User Access to Compute Node Power Data

Shasta Liquid Cooled AMD EPYC compute node power management data available to users.

Shasta Liquid Cooled compute blade power management counters (pm_counters) enable users access to energy usage over time for billing and job profiling.

The blade-level and node-level accumulated energy telemetry is point-in-time power data. Blade accumulated energy data is collected out-of-band and is made available via workload managers. Users have access to the data in-band at the node-level via a special sysfs files in /sys/cray/pm\_counters on the node.

Time-stamped energy data from each node can be captured for a specific job before, during, and after the job to generate a power profile about the job. This energy usage data can be used in conjunction with current energy costs to assign a monetary value to the job.

The node CPU vendor provides specific in-band and out-of-band interfaces for controlling power management. In-band interfaces are accessed from the node OS through /sys/cray/pm\_counters. Out-of-band interfaces are accessed from a node BMC or Redfish API.

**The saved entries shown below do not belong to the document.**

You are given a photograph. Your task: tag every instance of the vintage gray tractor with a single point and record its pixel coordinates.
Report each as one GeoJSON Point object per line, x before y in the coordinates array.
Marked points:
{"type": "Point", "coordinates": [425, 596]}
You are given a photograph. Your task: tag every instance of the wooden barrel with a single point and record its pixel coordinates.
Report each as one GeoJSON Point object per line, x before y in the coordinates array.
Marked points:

Note that each node has a power supply that can support a fixed number of Watts. The combined power consumption of the CPU and the accelerator can never exceed this limit, thus, power to either the CPU or the accelerator must be capped so as not to exceed the total amount of power available.

pm_counters

Access to compute node power and energy data is provided by a set of files located in /sys/cray/pm\_counters/ on the node. All pm_counters are accompanied by a timestamp.

File Description
power Point-in-time power (Watts). When accelerators are present, includes accel_power. See limitation below on data collection from accelerators.
energy Accumulated energy, in joules. When accelerators are present, includes accel_energy. See limitation below on data collection from accelerators.
cpu_power Point-in-time power (Watts) used by the CPU domain.
cpu_energy The total energy (Joules) used by the CPU domain.
cpu_temp Temperature reading (Celsius) of the CPU domain.
memory_power Point-in-time power (Watts) used by the memory domain.
memory_energy The total energy (Joules) used by the memory domain.
accel_energy Accumulated accelerator energy (Joules). The data is non-zero only when an accelerator is present on the node.
accel_power Accelerator point-in-time power (Watts). The data is non-zero only when an accelerator is present on the node.
generation A counter that increments each time a power cap value is changed.
startup Startup counter.
freshness Free-running counter that increments at a rate of approximately 10Hz.
version Version number for power management counter support.
power_cap Current power cap limit in Watts; 0 indicates no capping. When accelerators are present, includes accel_power_cap.
raw_scan_hz The power management scanning rate for all data in pm_counters.